Make expert-level knowledge immediately actionable for busy mid-career tech professionals.
Business Outcomes & Impact
~$12.8M Revenue
2.2X Growth
Process Adopted by 100% of creation pods
10,000+ Clarifying Visuals
“I got promoted to Senior Product Manager and then most recently, got promoted to Line Product Manager and I attribute a lot of it to my studies at Reforge, so thanks for that!”— User Interview Summer ‘22
The creation process built here scaled unchanged to all subsequent Contentl Designers. I personally developed 40% of Reforge's program portfolio — directing and mentoring junior designers on 25% of that work.
D E S I G N P R I N C I P L E S
These principles weren't just personal guidelines — they became the foundation of Reforge's course creation approach. Through onboarding conversations, timeline negotiations, and iterative collaboration, they were absorbed into how the broader team worked, scaling consistently across all subsequent programs.
Intuitive Visuals
The visuals weren’t just nice to have. These were serious learning aids that facilitated understanding. They had to be intuitive enough so that learners could easily explain them to colleagues for buy-in.
Learner-Centered
The images and language in the visuals and narrative needed to reflect situations that were familiar to users.
Program Visual Commit
The program overview visual had to do more than list modules — the way they were arranged and connected needed to reflect the actual logic of the course. This was a thinking tool as much as a deliverable.
P R O C E S S
Getting up to speed on the user problem before creation
To get started on visual ideas for the program, I’d read up on available “Discovery Documents” to understand the problems our users faced and the boundaries set on the program content, joining some calls that the Strategy Leads (SLs) conducted with our subject-matter-experts (SMEs).
Defining Program Vision
We found that a key step was Content Designers pressure testing the organization of content through low-fidelity. Through this step, gaps in narrative would be identified, setting the program in the optimal direction.
One of many iterations of the program’s possible throughline
Co-creating the narrative
As Content Designers go into the nitty gritty of each module’s lesson content, they come up with metaphors or scenarios that would inform the narrative. This step pushed strategists to clarify their thoughts.
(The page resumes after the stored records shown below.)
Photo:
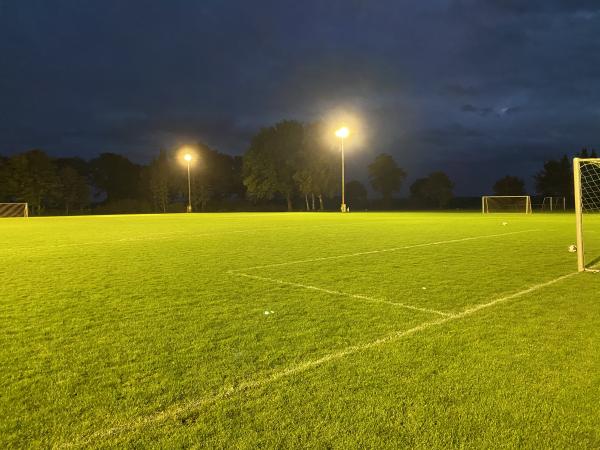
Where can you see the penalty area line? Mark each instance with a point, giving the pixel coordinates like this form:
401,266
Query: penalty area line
178,410
339,293
385,250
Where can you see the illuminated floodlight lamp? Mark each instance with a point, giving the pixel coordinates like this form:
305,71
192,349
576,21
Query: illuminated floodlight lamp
188,157
343,133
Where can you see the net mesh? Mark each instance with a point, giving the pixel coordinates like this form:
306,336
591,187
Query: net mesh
590,186
505,204
13,210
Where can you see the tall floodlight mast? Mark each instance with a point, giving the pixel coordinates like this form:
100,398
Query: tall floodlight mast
343,133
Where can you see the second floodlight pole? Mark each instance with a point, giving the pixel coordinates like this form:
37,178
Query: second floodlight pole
189,189
343,206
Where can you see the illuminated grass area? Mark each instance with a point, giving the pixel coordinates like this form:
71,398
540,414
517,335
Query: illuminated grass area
383,330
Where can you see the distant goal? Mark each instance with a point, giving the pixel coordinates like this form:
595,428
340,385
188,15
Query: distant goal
506,204
586,175
14,210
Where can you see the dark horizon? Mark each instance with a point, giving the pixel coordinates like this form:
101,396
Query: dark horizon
478,89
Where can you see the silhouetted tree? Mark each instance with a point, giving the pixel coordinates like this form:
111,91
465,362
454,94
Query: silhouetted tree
32,178
435,189
271,161
555,179
73,188
323,164
386,176
117,176
509,185
356,194
158,180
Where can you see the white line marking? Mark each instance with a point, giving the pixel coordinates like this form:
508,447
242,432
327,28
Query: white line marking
394,249
182,409
343,294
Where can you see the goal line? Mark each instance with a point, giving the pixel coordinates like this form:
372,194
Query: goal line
184,408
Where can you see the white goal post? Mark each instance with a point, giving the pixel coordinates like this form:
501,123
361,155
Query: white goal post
14,210
506,203
586,177
554,204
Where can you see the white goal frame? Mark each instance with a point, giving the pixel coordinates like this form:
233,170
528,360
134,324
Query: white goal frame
580,206
14,209
554,203
485,204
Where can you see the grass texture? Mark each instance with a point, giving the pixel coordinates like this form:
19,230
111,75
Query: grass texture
371,330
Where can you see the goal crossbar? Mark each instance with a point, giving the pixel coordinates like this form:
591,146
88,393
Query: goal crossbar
506,203
586,178
14,210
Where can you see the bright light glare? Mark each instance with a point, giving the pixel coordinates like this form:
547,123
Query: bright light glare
342,132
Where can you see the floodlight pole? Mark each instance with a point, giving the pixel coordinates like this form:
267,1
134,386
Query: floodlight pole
343,205
189,189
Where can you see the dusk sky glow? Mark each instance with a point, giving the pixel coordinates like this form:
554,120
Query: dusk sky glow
477,88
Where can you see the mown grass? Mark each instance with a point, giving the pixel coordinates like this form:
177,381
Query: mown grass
141,331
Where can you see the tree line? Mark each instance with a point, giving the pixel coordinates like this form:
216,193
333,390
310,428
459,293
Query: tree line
287,164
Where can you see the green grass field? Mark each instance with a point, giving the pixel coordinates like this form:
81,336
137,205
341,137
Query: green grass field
298,330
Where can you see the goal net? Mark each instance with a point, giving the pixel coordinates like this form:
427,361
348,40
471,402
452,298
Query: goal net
14,210
506,204
586,174
554,204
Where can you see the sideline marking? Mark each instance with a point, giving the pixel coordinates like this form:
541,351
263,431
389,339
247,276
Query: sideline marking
340,293
394,249
185,408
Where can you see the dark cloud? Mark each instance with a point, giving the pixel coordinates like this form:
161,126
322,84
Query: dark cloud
442,83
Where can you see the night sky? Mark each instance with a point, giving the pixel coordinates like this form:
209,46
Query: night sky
476,88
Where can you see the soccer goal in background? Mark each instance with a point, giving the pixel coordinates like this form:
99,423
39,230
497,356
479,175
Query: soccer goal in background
554,204
586,176
506,203
14,210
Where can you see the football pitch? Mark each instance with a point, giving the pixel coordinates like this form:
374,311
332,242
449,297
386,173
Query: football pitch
427,330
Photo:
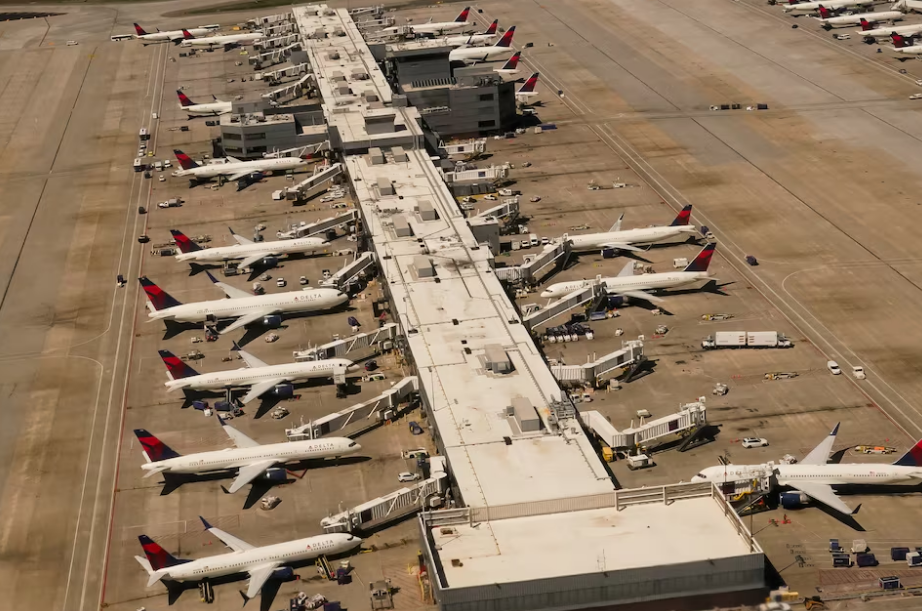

Learner responses to programs I contributed to.
Early sketch for a module’s content
Getting the final product to be one cohesive, frictionless, body of information
Finally, Content Designers start designing the lesson visuals in full, working off of early images. Continuing a collaborative push-pull with the Strategists— they flag where visuals don't land or flow feels off, while Designers push back on narrative gaps that visuals can't bridge alone.
This push-pull between image and story results in the module coming together in one coherent learning experience!
These images (and many more) coming together in one cohesive module!